A summary chart comparing characteristics of these rootstocks can be found in the Characteristics of Common Grapevine Rootstocks on our website.

Minimizing Winter Damage to Grafted Grapevines

When growing grafted grapevines in regions that receive sub-zero (Fahrenheit) temperatures, graft unions need to be covered over winter using an insulating material such as soil or mulch. This practice is discussed here-http://www.doubleavineyards.com/news.aspx?showarticle=12.

Rootstock Offerings at Double A Vineyards

Double A Vineyards offers well over one hundred grape varieties. Many of them can be successfully grown on their own roots, and we offer them only as own-rooted vines unless custom grafting is desired. We offer many hybrid varieties as own-rooted or grafted vines, and we offer many clones and varieties of vinifera grapevines only as grafted vines. While we try to anticipate grower needs by speculating and producing numerous combinations of variety, clone, and rootstock, it is impossible for us to produce every combination on speculation. We do offer custom grafting for any desired cultivar/rootstock combination, including rootstocks not discussed in this article, as long as we can source the needed plant material.

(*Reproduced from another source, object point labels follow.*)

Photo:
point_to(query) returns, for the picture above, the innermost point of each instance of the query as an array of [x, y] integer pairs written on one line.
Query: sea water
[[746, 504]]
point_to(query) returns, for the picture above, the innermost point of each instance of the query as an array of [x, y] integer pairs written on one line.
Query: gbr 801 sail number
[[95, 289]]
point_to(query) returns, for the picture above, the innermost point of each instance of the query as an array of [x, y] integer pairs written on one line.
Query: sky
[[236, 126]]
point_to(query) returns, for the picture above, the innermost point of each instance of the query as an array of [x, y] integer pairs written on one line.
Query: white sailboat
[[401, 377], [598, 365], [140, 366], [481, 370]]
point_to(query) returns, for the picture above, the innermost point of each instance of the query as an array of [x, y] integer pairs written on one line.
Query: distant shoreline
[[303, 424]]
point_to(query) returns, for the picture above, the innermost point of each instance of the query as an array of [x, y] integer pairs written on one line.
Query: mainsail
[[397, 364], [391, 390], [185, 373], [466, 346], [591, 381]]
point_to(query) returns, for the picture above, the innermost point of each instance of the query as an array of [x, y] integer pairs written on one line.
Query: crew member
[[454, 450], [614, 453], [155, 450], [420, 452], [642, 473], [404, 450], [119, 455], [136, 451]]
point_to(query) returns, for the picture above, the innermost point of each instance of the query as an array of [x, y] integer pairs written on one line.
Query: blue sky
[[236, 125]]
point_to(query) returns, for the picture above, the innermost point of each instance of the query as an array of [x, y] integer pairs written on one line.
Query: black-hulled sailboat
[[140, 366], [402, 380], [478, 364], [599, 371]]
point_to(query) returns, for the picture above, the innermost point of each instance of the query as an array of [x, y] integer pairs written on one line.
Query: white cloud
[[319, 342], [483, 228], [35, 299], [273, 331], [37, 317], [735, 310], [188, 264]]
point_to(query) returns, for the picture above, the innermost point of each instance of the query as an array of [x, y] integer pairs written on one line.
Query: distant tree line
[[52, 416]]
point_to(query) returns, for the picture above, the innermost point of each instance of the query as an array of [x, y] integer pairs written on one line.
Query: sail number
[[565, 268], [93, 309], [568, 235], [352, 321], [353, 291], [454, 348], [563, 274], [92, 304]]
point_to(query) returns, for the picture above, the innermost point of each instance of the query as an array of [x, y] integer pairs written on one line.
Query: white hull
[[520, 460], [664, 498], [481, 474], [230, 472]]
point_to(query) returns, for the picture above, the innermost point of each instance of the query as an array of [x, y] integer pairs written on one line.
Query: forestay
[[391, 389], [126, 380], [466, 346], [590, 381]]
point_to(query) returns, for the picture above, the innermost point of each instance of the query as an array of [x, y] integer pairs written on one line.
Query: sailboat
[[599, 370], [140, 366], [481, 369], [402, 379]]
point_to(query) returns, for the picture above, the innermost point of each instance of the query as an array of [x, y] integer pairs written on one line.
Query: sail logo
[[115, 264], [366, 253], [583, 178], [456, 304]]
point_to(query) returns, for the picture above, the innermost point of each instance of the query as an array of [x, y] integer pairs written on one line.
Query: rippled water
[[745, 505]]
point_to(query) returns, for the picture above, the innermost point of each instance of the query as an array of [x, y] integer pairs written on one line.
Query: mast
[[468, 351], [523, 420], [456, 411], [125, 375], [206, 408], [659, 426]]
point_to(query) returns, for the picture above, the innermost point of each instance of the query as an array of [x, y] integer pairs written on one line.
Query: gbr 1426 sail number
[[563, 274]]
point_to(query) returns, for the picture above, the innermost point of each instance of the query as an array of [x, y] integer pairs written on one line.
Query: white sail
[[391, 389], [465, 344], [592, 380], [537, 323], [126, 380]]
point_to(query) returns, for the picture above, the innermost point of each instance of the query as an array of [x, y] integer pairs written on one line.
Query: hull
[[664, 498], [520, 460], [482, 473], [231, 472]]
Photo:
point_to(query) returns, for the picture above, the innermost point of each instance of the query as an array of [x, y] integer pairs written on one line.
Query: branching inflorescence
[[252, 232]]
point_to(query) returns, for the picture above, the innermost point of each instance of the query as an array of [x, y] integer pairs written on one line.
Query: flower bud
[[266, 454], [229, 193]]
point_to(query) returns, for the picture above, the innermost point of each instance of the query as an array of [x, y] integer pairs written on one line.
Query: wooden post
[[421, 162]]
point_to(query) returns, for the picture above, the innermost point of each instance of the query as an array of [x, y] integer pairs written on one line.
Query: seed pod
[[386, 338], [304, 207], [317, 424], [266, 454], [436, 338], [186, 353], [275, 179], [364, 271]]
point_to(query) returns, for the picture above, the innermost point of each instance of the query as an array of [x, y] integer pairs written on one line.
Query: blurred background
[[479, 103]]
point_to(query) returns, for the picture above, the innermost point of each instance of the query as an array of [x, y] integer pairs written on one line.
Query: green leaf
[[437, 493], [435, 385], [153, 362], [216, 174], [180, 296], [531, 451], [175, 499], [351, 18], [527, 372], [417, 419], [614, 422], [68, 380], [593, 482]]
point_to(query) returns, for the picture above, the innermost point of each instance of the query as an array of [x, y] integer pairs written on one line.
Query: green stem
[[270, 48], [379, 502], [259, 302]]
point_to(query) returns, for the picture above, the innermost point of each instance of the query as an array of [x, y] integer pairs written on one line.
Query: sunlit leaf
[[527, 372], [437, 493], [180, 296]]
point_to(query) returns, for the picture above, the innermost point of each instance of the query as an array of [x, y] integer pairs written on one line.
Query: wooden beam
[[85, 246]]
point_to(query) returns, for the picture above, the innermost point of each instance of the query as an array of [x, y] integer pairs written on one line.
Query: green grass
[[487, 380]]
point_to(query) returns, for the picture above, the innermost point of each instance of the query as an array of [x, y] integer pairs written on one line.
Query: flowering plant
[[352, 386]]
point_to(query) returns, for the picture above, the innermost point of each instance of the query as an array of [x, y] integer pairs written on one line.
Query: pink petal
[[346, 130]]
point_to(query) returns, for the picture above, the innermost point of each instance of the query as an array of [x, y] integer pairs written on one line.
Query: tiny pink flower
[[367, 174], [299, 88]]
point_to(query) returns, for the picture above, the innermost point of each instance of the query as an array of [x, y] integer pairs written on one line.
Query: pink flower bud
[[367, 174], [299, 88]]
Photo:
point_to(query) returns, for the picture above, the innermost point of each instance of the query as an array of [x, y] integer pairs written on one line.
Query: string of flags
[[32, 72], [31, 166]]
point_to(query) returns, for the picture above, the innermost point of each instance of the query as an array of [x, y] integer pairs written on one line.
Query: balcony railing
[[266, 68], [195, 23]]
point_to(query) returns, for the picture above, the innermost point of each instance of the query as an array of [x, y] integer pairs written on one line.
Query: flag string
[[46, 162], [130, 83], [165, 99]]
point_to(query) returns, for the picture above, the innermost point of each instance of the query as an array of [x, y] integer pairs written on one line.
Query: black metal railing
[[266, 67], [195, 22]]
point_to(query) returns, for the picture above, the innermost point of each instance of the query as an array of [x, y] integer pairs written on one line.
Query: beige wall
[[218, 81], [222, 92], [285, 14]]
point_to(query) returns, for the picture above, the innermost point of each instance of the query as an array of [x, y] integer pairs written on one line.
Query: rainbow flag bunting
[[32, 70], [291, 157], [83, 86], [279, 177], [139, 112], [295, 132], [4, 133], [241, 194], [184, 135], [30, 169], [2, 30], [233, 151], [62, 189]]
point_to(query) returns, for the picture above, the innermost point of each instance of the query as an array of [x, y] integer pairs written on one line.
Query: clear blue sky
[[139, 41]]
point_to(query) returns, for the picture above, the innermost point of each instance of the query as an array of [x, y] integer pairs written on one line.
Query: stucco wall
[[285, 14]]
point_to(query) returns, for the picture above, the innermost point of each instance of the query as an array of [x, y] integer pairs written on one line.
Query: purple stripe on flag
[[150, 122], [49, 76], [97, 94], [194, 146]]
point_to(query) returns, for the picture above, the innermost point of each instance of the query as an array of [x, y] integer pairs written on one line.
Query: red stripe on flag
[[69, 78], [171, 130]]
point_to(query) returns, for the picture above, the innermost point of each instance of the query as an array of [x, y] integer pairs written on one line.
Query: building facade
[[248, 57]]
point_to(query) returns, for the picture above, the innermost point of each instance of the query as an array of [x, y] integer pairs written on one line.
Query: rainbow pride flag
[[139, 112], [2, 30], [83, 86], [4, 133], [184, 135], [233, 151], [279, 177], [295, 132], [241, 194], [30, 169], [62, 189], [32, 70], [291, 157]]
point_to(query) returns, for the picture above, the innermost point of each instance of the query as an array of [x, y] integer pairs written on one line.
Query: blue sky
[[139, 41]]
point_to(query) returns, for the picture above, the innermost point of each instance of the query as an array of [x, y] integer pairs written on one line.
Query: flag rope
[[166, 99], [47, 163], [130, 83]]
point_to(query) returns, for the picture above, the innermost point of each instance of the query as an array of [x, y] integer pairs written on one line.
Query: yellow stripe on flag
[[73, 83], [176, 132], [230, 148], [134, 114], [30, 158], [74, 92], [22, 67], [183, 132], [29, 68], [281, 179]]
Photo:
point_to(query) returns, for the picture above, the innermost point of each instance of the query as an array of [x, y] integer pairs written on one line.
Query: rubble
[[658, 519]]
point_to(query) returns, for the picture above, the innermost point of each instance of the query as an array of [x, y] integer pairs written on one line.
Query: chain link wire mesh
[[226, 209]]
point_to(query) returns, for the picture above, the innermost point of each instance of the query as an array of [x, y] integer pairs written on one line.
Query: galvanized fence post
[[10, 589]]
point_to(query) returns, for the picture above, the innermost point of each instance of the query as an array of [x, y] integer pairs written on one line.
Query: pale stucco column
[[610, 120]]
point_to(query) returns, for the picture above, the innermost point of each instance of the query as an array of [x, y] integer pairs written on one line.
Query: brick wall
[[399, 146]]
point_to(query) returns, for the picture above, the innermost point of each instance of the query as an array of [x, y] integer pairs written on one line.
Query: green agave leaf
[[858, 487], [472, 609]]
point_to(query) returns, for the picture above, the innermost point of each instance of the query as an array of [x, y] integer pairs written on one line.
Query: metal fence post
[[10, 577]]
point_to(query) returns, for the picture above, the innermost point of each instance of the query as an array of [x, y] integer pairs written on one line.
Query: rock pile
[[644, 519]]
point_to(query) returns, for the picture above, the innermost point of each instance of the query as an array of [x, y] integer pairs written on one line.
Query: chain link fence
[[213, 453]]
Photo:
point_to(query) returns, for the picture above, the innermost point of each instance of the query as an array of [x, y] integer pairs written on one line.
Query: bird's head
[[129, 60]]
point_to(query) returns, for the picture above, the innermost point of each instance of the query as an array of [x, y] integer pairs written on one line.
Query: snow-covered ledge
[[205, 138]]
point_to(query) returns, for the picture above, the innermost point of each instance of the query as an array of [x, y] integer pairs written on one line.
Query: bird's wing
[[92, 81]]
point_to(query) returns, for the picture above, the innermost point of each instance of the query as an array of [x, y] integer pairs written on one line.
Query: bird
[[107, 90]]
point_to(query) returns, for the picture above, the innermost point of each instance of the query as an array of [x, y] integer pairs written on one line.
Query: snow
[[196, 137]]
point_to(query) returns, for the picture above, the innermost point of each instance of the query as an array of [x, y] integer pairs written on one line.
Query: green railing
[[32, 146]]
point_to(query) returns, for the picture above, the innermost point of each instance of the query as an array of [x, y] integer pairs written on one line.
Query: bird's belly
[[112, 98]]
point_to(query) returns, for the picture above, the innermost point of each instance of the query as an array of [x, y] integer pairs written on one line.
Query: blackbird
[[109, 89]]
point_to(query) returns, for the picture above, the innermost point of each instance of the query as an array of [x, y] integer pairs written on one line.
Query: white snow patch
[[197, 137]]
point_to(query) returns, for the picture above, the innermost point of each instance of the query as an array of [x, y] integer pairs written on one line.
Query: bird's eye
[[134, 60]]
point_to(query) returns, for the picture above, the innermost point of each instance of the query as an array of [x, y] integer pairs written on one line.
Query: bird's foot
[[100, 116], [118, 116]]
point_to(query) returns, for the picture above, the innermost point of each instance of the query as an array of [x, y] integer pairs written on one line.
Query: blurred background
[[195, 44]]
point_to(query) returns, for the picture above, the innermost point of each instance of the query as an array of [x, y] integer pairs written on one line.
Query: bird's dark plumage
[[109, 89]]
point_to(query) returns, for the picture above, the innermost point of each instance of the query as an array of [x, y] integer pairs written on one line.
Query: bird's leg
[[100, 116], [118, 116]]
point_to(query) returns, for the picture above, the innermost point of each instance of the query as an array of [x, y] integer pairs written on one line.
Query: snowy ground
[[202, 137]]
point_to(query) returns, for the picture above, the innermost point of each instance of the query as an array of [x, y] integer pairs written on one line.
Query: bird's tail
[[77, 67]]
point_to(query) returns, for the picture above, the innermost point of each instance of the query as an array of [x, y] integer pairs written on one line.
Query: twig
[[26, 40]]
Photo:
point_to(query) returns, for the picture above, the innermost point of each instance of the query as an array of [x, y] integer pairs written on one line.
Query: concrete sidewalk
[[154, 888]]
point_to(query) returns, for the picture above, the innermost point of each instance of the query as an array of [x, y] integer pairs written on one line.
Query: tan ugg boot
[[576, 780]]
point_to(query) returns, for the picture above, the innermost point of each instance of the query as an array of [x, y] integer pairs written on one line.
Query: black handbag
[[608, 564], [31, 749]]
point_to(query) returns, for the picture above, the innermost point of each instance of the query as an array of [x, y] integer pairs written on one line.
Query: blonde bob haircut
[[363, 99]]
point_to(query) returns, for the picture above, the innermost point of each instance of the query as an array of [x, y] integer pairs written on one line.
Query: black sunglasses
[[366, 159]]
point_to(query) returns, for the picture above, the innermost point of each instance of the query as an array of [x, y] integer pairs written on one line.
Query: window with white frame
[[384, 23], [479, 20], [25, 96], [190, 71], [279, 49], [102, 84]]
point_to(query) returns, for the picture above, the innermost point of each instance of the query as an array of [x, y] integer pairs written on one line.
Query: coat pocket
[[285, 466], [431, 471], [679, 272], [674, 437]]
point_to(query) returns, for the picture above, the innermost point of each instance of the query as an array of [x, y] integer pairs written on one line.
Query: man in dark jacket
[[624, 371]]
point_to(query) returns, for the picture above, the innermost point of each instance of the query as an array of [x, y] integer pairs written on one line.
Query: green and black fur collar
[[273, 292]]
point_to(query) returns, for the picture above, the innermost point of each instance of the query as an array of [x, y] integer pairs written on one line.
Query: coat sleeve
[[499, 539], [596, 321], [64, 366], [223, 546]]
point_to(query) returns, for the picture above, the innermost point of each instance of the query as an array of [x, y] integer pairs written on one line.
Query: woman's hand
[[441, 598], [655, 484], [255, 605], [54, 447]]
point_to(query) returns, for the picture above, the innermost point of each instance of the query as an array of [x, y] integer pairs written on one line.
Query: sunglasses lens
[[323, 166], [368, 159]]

If your plans include a scion/rootstock combination not listed in our catalog or on our website, please provide a minimum 18 months lead time when you order so we can provide plant material that meets your precise specifications.

Resources:

Growing Grapes in Texas– Jim Kamas

5 responses to “Grapevine Rootstocks

  1. Good afternoon . I am looking to replace my grapevine that was killed by phylloxera at my home in Central Florida. I read that there are hybrid vines whose roots are resistant to the phylloxera. FYI: I only have the vine in order to eat the grapevine leaves; I am not looking for the grapes . Thank you for your time and kind reply. GOD Bless you. Father John E. Hamatie

    1. The scion variety (that above the graft) is what will determine your hardiness as far as bud wood goes. Having a grafted vine makes the vine more vulnerable to cold injury at the site of the graft which is why mounding over graft unions in cooler growing zones is necessary. If a grafted vine is killed back to the graft or below any shoots the roots produce will simply be rootstock, a non fruit bearing vine. Rootstock has no positive impact on cold hardiness but can make a vine more susceptible to injury.

  2. Hi:
    We are Canadian and have a plan to establish a vineyard in the country of Uzbekistan in Central Asia where the soil is generally alkaline, temperature reaches below -15 Celsius in winter and up 37 Celsius in summer. The region is relatively dry but underground water available in some parts.
    We are lookin for grape rootstocks most suitable for such growing conditions. We are looking for those verities of grapes for fruit markets not for making wine such as seedless verities and those with longer storage lifetime.
    We appreciate your recognition of choices and any availability for this year planting.